SUR LES AUTRES DEMANDES.

La S.A.R.L. BC Vaugirard et la S.A.R.L. Patricia d’Antant EURL étant réciproquement créancière et débitrice l’une de l’autre, il y a lieu de constater que le paiement de l’indemnité d’éviction et de l’indemnité d’occupation s’opérera de plein droit par compensation.

L’existence du droit de repentir dont bénéficie la S.A.R.L. BC Vaugirard, en vertu de l’article L.145-58 du code de commerce, interdit qu’une condamnation soit prononcée pour assurer le paiement de l’indemnité d’éviction.

En raison du paiement par compensation de l’indemnité d’éviction et de l’indemnité d’occupation, il n’y a pas lieu de condamner la S.A.R.L. Patricia d’Antant EURL au paiement de cette dernière.

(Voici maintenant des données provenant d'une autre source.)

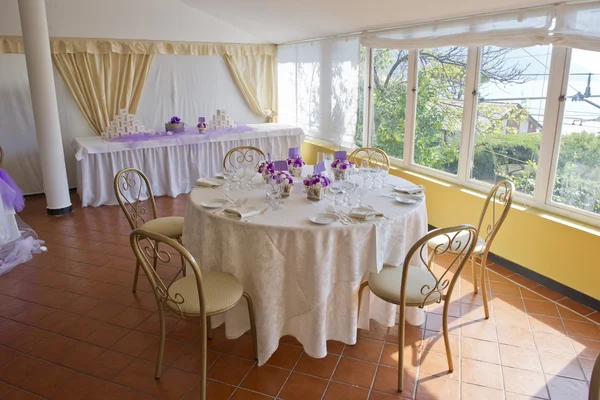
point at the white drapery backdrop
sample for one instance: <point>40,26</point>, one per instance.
<point>187,86</point>
<point>318,86</point>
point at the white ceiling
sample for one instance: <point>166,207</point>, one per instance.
<point>249,21</point>
<point>280,21</point>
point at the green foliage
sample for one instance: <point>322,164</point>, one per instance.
<point>500,150</point>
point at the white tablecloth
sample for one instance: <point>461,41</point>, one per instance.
<point>303,278</point>
<point>173,164</point>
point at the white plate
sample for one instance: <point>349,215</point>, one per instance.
<point>408,198</point>
<point>324,218</point>
<point>214,203</point>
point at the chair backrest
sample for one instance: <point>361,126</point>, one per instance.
<point>238,156</point>
<point>594,393</point>
<point>495,209</point>
<point>146,245</point>
<point>133,190</point>
<point>457,242</point>
<point>375,157</point>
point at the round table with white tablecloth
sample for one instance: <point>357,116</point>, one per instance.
<point>302,277</point>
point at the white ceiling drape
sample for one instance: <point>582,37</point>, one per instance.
<point>520,28</point>
<point>578,25</point>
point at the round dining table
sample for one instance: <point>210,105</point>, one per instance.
<point>303,277</point>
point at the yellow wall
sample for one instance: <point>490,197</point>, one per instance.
<point>553,246</point>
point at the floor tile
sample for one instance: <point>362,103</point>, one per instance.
<point>321,367</point>
<point>355,372</point>
<point>301,387</point>
<point>266,379</point>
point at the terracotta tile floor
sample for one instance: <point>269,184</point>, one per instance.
<point>70,328</point>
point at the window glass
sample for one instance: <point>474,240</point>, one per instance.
<point>510,115</point>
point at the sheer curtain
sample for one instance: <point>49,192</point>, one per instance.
<point>318,88</point>
<point>578,25</point>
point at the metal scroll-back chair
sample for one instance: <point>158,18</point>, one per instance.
<point>131,186</point>
<point>416,286</point>
<point>199,295</point>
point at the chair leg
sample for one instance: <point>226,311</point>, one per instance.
<point>483,285</point>
<point>360,290</point>
<point>161,345</point>
<point>252,324</point>
<point>136,275</point>
<point>401,322</point>
<point>446,337</point>
<point>474,268</point>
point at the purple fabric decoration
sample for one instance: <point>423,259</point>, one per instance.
<point>280,165</point>
<point>144,137</point>
<point>340,155</point>
<point>12,196</point>
<point>293,152</point>
<point>320,167</point>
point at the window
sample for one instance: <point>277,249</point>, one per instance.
<point>390,72</point>
<point>577,178</point>
<point>510,115</point>
<point>318,86</point>
<point>440,98</point>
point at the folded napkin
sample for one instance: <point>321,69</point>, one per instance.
<point>410,189</point>
<point>364,214</point>
<point>209,182</point>
<point>242,212</point>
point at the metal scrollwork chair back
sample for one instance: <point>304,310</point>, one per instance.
<point>131,186</point>
<point>243,155</point>
<point>375,157</point>
<point>195,296</point>
<point>419,282</point>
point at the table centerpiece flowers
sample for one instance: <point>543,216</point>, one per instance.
<point>339,168</point>
<point>315,185</point>
<point>286,181</point>
<point>175,125</point>
<point>295,165</point>
<point>266,169</point>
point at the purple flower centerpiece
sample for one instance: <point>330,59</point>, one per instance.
<point>175,125</point>
<point>266,169</point>
<point>285,180</point>
<point>295,165</point>
<point>340,167</point>
<point>315,185</point>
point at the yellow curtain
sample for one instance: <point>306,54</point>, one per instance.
<point>254,75</point>
<point>102,84</point>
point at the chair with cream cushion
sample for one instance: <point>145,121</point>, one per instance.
<point>199,295</point>
<point>243,155</point>
<point>495,209</point>
<point>131,188</point>
<point>419,282</point>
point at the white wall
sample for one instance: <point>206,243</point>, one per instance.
<point>187,86</point>
<point>128,19</point>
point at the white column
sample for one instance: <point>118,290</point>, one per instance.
<point>45,109</point>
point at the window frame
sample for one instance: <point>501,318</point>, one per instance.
<point>549,146</point>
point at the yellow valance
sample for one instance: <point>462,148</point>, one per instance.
<point>14,45</point>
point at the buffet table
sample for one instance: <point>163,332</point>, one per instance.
<point>303,278</point>
<point>172,164</point>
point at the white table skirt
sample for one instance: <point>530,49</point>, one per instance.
<point>172,165</point>
<point>303,278</point>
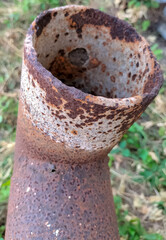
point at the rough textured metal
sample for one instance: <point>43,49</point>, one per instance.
<point>86,77</point>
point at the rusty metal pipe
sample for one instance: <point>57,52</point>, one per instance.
<point>86,77</point>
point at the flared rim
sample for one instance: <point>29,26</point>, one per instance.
<point>151,88</point>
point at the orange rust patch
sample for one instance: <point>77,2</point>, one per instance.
<point>74,132</point>
<point>103,67</point>
<point>94,62</point>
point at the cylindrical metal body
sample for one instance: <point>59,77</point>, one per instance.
<point>86,77</point>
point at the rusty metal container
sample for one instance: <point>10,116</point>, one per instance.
<point>86,77</point>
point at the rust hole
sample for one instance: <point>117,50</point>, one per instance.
<point>78,56</point>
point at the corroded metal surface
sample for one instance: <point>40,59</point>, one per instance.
<point>86,77</point>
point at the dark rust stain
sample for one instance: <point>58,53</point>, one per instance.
<point>118,29</point>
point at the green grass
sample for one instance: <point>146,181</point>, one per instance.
<point>144,147</point>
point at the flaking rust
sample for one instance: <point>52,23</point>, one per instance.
<point>86,78</point>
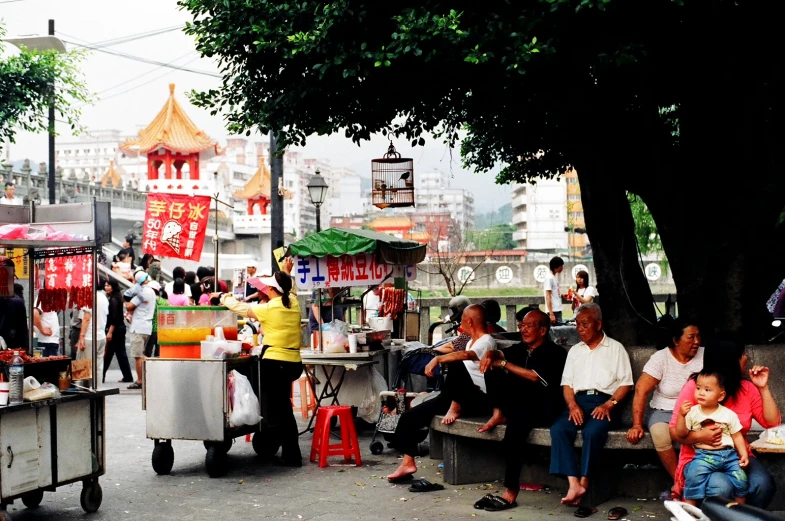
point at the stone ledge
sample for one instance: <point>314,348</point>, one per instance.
<point>467,428</point>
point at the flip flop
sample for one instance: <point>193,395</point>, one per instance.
<point>401,479</point>
<point>498,504</point>
<point>423,485</point>
<point>584,512</point>
<point>484,502</point>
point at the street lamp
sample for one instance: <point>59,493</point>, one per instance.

L’exercice du droit de repentir reconnu à la S.A.R.L. BC Vaugirard et le droit au maintien dans les lieux dont bénéficie la S.A.R.L. Patricia d’Antant EURL sont incompatibles avec l’exécution provisoire qui, en conséquence, ne sera pas ordonnée.

L’instance et l’expertise judiciaire ont eu pour cause la délivrance par la S.A.R.L. BC Vaugirard du congé refusant le renouvellement. Il lui appartient, en conséquence, d’en supporter les dépens, en ce compris le coût de l’expertise judiciaire ainsi que le montant de l’indemnité allouée à la S.A.R.L. Patricia d’Antant EURL au titre des dispositions de l’article 700 du code de procédure civile qui est fixée à la somme de 4.000 euros.

PAR CES MOTIFS

Le tribunal statuant publiquement, par mise à disposition au greffe, par jugement contradictoire et en premier ressort,

Dit que, par l’effet du congé comportant refus de renouvellement et offre d’une indemnité d’éviction signifié le 11 septembre 2009 par la SARL BC Vaugirard à la S.A.R.L. Patricia d’Antant EURL, le bail a pris fin le 31 mars 2010,

Dit que l’éviction entraîne la perte du fonds de commerce exploité par la S.A.R.L. Patricia d’Antant EURL dans les locaux appartenant à la S.A.R.L. BC Vaugirard et situés […] à paris 15e,

Fixe à la somme de 606.435 euros le montant de l’indemnité d’éviction toutes causes confondues, dû par la S.A.R.L. BC Vaugirard à la S.A.R.L. Patricia d’Antant EURL, outre les frais de licenciement qui seront payés sur justificatifs,

Dit que la S.A.R.L. Patricia d’Antant EURL est redevable à l’égard de la S.A.R.L. BC Vaugirard d’une indemnité d’occupation à compter du 1er avril 2010,

Fixe le montant de cette indemnité d’occupation à la somme annuelle de 52.920 euros, outre les taxes et charges,

Dit que la compensation entre le montant de l’indemnité d’éviction et le montant de l’indemnité d’occupation s’opérera de plein droit,

Condamne la S.A.R.L. BC Vaugirard à payer à la S.A.R.L. Patricia d’Antant EURL la somme de 4.000 au titre de l’article 700 du code de procédure civile,

Condamne la S.A.R.L. BC Vaugirard aux entiers dépens, en ce compris les frais d’expertise judiciaire et dit qu’ils pourront être recouvrés conformément aux dispositions de l’article 699 du code de procédure civile,

Dit n’y avoir lieu d’ordonner l’exécution provisoire de la présente décision.

Fait et jugé à Paris, le 2 juillet 2015.